Masi however rejected those comments, affirming his belief that the drivers have been given a clear understanding of what is and is not acceptable.

“I think it’s been made clear to them what is expected,” the Australian said.

“The other part is, some of them may agree, some of them disagree, and that’s always, with each and every one of them, they have agreed and disagreed all the way through.

“So we’ve given them some overall guidance, but also been very clear on the fact that each and every case will be judged on its merits.”

Following the Sao Paulo Grand Prix incident, Masi stated the marshals had adopted something of a ‘let them race’ approach.

It’s a mantra which has been adopted in recent years with a view to reduce the number of penalties in an effort to promote on-track action.

“I wouldn’t call it more relaxed, it’s looking at each and every incident on its merits, as we have done with each and every one,” Masi stated when asked if officials took a more relaxed view of the Sao Paulo incident.

“We’ve got a panel of independent stewards – contrary to what many people think, I’m not the one sitting there as judge and jury.

“We have a look, we have a panel of stewards that review each and every incident, and then as we saw last weekend, they determine if it’s worthy of an investigation.

“If they do, it gets investigated and then determine if there’s a breach or no breach.”

Masi also defended the timelines taken to make a call, with the decision to demote Verstappen on the grid in Qatar for a yellow flag breach only confirmed shortly before the race.

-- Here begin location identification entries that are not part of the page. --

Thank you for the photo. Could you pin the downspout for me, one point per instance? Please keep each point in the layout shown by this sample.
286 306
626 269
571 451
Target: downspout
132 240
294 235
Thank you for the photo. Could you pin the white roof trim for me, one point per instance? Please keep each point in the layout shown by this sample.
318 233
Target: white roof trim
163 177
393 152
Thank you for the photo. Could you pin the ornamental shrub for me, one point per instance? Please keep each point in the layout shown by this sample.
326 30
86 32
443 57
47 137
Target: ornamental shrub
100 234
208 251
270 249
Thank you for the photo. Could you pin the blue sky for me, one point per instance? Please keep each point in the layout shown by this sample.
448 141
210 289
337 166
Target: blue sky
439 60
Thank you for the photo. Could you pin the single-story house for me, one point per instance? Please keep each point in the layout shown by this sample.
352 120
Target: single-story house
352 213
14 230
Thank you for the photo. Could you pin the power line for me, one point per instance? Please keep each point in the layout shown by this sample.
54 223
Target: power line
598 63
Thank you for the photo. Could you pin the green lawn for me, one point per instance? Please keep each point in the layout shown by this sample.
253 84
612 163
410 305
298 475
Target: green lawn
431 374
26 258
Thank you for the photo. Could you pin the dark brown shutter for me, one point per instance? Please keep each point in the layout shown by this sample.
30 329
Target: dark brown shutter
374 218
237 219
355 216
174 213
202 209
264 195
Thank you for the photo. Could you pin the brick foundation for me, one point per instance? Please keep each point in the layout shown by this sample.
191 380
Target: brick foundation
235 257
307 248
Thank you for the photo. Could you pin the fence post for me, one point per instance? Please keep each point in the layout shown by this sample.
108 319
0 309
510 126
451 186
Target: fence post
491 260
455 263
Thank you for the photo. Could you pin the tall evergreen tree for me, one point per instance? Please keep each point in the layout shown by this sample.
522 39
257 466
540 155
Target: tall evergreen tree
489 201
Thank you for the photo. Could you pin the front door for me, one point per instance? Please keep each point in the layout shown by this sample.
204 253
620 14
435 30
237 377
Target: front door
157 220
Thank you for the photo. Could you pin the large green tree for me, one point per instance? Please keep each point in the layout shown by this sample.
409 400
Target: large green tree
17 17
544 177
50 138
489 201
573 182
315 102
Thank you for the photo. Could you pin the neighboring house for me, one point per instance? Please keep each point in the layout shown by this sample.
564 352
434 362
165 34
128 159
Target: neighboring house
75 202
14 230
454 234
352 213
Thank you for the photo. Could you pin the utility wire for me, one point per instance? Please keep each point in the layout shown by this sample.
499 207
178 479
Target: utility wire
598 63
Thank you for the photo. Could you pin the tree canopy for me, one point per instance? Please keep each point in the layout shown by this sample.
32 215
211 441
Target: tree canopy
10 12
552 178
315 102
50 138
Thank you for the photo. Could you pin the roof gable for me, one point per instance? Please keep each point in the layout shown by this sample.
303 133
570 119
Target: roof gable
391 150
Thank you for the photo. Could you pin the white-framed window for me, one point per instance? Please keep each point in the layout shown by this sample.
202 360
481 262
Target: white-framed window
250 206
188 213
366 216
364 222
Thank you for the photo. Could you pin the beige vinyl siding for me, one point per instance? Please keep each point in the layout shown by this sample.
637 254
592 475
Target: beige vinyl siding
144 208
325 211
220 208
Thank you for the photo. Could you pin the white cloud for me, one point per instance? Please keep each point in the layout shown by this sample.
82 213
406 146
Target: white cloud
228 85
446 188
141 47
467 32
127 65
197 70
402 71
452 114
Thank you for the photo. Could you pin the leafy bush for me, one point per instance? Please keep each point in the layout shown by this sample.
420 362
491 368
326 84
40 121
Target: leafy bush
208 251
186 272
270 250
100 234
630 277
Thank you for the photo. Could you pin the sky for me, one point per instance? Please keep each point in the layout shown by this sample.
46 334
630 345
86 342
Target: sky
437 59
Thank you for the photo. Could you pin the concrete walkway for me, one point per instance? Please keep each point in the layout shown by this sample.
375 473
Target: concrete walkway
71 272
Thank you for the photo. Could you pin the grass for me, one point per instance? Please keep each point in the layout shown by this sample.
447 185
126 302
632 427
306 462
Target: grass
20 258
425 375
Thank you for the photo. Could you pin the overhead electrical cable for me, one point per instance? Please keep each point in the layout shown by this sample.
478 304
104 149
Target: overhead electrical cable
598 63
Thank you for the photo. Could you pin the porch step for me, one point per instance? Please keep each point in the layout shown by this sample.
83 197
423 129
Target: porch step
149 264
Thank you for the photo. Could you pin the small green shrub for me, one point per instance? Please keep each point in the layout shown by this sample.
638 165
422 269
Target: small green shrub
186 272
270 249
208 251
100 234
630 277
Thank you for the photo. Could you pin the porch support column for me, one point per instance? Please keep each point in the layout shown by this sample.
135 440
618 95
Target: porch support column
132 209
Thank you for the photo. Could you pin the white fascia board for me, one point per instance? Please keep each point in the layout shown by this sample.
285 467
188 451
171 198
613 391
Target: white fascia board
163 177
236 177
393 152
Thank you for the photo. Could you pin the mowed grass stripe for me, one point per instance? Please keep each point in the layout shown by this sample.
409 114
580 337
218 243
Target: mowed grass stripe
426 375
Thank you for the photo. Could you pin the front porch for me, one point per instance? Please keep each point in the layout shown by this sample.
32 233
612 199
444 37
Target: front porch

The FIA race director cited the fact Verstappen, and Valtteri Bottas who was demoted three places, had left the circuit by the time the summons was issued.

He then explained that curfew restrictions prohibited a hearing early on Sunday morning.

“You’ve got to think of offset timeframes and everything else,” Masi said.

“When people are available and so forth along the way, and when people get here, and curfews.

“We need to remember that covers off here at this venue, for example, didn’t end until 12 o’clock.”

It was a similar case with footage being made public of the Verstappen/Hamilton clash in Interlagos.

“You need to obviously remember logistics in all of this as well, going from Brazil to the next event,” he explained.

“So the footage, I think give or take, came out just before I jumped on a plane to Doha, and the stewards had already left at that point.

“Then, as soon as everyone landed 15 hours later, I think you’ll find that give or take is about when it went up.”

Formula 1 has a weekend off before travelling to Saudi Arabia and then Abu Dhabi for back-to-back events to round out the 2021 season.